The return on your investment goes far beyond financial gain. Knowing you constantly operate within your financial constraints and being prepared for unforeseen contingencies gives you a peace of mind unparalleled in business today. This reflects not only in your management techniques and attitudes, but also in your family relations. The cost of preparing a cash flow forecast in the past may have been up as high as two thousand dollars, but readily available software has put the tool within the range of every business.

People have lots of reasons why their business is not making the profit they expect. They blame the economy, GST, competition and often the attitude of buyers, but never themselves. There is only ONE real reason a business becomes unviable, and that's the captain. Businesses that have gone broke in the past usually had their plan in their head. That means they can change their plan at any time and nobody else will ever know.  Your plan must be in writing, and it must be completed every month by yourself or your bookkeeper to keep it current. Sooner or later, if you are unable to accurately forecast your cash flow into the future you may very well find yourself in a forced sale scenario, and that makes everything you do until then a complete waste of time and mental energy.
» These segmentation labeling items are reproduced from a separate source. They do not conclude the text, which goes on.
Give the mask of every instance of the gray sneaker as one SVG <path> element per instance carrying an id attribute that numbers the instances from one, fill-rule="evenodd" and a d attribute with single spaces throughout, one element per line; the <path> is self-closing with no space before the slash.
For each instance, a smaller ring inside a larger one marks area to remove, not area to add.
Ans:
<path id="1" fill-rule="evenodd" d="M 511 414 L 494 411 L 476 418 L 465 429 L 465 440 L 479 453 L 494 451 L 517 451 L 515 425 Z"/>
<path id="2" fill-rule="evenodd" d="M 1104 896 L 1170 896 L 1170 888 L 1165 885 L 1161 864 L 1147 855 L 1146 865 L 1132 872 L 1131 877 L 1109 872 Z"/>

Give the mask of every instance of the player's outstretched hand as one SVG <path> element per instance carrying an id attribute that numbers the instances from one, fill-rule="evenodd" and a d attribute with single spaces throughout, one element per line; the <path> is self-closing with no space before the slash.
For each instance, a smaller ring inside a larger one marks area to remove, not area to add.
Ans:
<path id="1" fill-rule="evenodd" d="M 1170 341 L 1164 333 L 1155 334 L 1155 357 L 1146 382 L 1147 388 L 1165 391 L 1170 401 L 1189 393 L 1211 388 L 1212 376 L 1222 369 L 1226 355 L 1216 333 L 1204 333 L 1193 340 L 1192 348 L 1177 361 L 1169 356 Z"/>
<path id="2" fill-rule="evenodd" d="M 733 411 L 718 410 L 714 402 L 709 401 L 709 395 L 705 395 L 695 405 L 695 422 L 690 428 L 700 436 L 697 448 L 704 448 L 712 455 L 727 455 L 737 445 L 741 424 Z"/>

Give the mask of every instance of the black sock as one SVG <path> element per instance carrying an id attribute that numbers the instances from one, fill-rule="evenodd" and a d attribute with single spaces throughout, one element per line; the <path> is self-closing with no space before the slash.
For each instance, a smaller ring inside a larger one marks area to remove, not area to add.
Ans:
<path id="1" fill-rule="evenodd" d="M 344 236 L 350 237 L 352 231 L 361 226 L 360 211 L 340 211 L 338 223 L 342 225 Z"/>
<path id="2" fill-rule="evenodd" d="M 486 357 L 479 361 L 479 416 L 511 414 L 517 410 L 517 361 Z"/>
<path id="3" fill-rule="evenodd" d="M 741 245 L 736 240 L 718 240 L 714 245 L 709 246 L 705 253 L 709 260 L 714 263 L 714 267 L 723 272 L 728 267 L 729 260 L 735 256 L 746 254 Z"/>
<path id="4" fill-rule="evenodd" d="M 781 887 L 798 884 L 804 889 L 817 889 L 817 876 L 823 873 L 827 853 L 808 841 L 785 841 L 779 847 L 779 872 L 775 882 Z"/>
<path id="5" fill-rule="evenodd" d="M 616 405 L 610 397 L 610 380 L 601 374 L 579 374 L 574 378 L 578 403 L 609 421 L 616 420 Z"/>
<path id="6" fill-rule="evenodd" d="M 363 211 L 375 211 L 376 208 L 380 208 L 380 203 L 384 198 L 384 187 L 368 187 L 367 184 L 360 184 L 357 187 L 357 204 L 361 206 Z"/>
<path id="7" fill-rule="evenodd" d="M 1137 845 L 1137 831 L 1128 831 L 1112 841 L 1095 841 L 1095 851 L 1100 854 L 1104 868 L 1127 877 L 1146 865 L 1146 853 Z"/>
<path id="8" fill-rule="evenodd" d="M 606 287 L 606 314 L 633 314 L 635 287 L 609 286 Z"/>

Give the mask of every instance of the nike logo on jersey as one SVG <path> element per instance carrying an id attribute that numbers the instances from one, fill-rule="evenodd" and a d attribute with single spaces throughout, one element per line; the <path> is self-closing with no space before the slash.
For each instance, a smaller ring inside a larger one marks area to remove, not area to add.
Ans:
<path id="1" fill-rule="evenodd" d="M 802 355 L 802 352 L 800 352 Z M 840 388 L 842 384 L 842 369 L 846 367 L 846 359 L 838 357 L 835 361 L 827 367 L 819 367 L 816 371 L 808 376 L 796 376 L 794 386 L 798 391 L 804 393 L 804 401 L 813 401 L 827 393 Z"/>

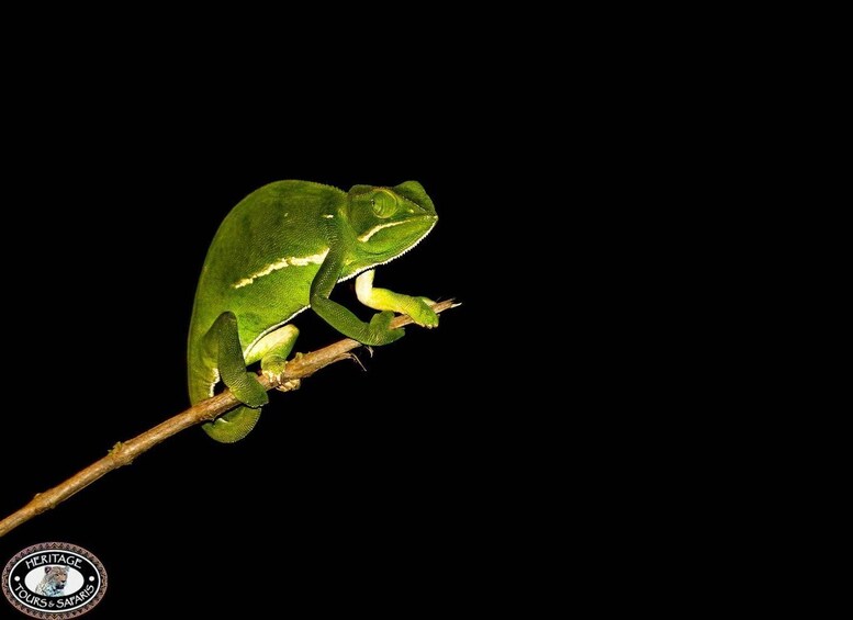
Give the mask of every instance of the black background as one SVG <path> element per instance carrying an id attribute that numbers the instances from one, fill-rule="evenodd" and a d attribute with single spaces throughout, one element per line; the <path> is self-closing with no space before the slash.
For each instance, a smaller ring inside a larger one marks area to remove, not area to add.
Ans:
<path id="1" fill-rule="evenodd" d="M 420 181 L 438 225 L 378 270 L 377 285 L 462 306 L 438 329 L 409 327 L 362 353 L 364 370 L 337 364 L 271 394 L 239 443 L 200 429 L 169 439 L 0 539 L 0 560 L 47 541 L 89 550 L 109 577 L 93 619 L 167 607 L 447 609 L 501 564 L 496 522 L 523 450 L 507 439 L 502 412 L 513 405 L 495 405 L 519 381 L 512 356 L 523 338 L 507 297 L 529 293 L 519 256 L 532 263 L 538 248 L 494 191 L 512 171 L 479 137 L 415 135 L 402 121 L 323 136 L 301 127 L 298 139 L 292 120 L 225 132 L 191 117 L 125 120 L 115 133 L 60 119 L 15 150 L 0 514 L 186 408 L 187 328 L 207 245 L 267 182 Z M 335 296 L 369 316 L 349 283 Z M 298 350 L 338 338 L 311 313 L 296 325 Z"/>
What you will need to do if you engage someone:-

bullet

Set aside at least a day for consultation. 

bullet

Access and refer to all of your last years operating accounts. 

bullet

Identify what your plans are for the following twelve months.

bulletOn completion you will need to set aside another ½ day for final consultation.

MS-Office and Office-Pro include Excel and MS-Access. Both include tutorials, hints and tips.